DANGEROUSLY DISMISSIVE

Boeing employees pushed back on “stupid” airlines and regulators who asked for more pilot training

Crisis of its own making.
Crisis of its own making.
Image: Reuters/Lindsey Wasson
By
We may earn a commission from links on this page.

Boeing’s internal emails don’t paint a pretty picture of its corporate culture.

A new round of emails Boeing shared with the US Federal Aviation Administration in December, and gave to Congress on Thursday, showed its pilots regarded inquiries from airlines and air safety officials with disdain. The internal exchanges show the employees focused on getting Boeing’s commercial and regulatory partners to drop requests for simulator training on the new 737 Max, which ultimately was involved in two deadly crashes that killed nearly 350 people. (The Verge has published a full set of the emails and messages.)

In 2017, shortly after Malaysia’s Malindo Air became the first airline to start flying the 737 Max, a sister airline in the Jakarta-based Lion Air group requested a flight simulator to train pilots on the newly acquired plane, to the irritation of a Boeing technical pilot. Technical pilots are Boeing employees that work with airlines and regulators on training, among other things.

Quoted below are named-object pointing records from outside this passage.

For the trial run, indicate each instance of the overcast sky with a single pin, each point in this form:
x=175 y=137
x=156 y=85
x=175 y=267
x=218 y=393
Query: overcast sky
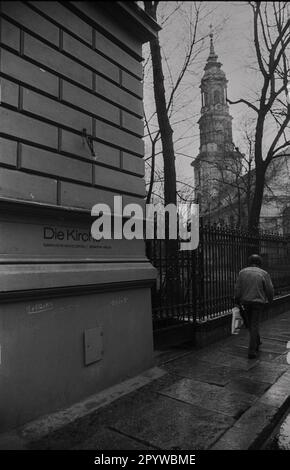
x=232 y=24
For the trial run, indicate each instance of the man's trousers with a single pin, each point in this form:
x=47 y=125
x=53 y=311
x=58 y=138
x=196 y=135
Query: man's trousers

“Now frigging [airline name redacted] may need a sim to fly the Max, and maybe because of their own stupidity,” the pilot wrote in an instant message (pdf, p. 33). “I’m scrambling to figure out how to unscrew this now! idiots.” The pilots’ names were redacted.

In October 2018, Lion Air, part of the group, became the first airline to crash while flying the Max, killing 189 people, but it is not known if the Boeing pilots were discussing that airline or another in the group. (Update, Jan. 14: Boeing confirmed the airline referred to was, in fact, Lion Air.)

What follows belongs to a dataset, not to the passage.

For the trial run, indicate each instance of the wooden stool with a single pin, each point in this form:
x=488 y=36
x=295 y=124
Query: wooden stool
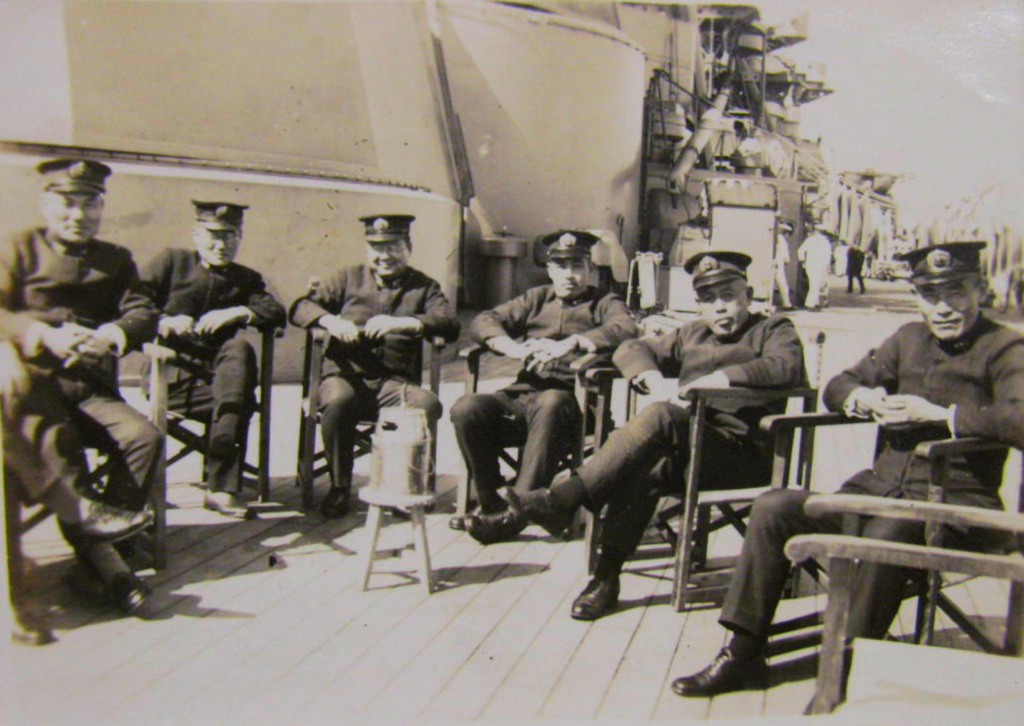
x=415 y=504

The Seattle Times reported the airline’s request for simulator training might have come in relation to the airline flying to India, as the exchange linked the request to India’s regulator, the Directorate General for Civil Aviation. Not sure if this is Lion’s fault or DGCA’s yet,” the pilot said.

In another exchange, the Boeing pilot told a colleague he had advised the airline to send the Indian regulator an email from him with a list of all airlines using the Max just based on computer training “to make them feel stupid about trying to require any additional training requirements.” Because the plane was certified as a variation on an earlier 737 model, limited training was required for pilots trained on the older planes, a key component of Boeing’s marketing of the Max.

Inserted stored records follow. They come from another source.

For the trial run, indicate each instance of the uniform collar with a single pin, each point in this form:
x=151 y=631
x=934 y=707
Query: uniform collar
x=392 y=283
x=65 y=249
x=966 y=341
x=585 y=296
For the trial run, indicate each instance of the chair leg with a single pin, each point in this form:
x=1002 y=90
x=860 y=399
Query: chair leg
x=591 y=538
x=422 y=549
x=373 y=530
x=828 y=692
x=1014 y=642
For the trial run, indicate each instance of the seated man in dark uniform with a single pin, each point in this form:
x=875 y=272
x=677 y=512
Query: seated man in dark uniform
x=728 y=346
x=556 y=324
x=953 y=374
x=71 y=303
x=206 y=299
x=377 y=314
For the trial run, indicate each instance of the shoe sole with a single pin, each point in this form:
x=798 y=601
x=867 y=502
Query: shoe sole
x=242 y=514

Simulator training for pilots at airlines is expensive, but it could have helped familiarize them with a new feature, the Maneuvering Characteristics Augmentation System, or MCAS. Instead, pilots weren’t made aware of or trained on the new flight control system, which was added to make the plane perform like earlier models in the 737 series. It was capable of pushing the plane’s nose sharply down during early minutes of the flight, and it activated on the Max’s two fatal flights, which included an Ethiopian Airlines crash in March, which led to the 737 Max’s global grounding.

An internal email from the 737’s chief technical pilot said (pdf, p. 27 of 48) Boeing would go “face to face” with any regulator that tried to make simulator training a requirement for the Max: “Boeing will not allow that to happen.”

Earlier this week Boeing said it would recommend simulator training for pilots when the 737 Max is again certified to fly. On announcing the latest release of emails, which come after an earlier batch of damning communications made public in December, the plane maker, said “these communications do not reflect the company we are and need to be, and they are completely unacceptable.”

Some employees also expressed scathing opinions about the Max development team, and Boeing management culture more generally. One email described the Max as “designed by clowns, who are in turn supervised by monkeys,” an apparent reference to the FAA. Another wrote in 2018, “Would you put your family on a MAX simulator trained aircraft? I wouldn’t.”

The exchanges reflect a safety culture that appears to have deteriorated sharply in the wake of Boeing’s 1997 acquisition of aircraft manufacturer McDonnell Douglas. The purchase removed a competitor, but also changed Boeing in fundamental ways that contributed to the 737 Max crash, by shifting its priorities from design and engineering to costs. Those concerned about the company’s approach to safety appeared to feel ignored.

A line in one of the released emails now stands out as darkly prescient: “I don’t know how to fix these things. It’s systemic. It’s culture… Sometimes you have to let things fail big so that everyone can identify a problem.”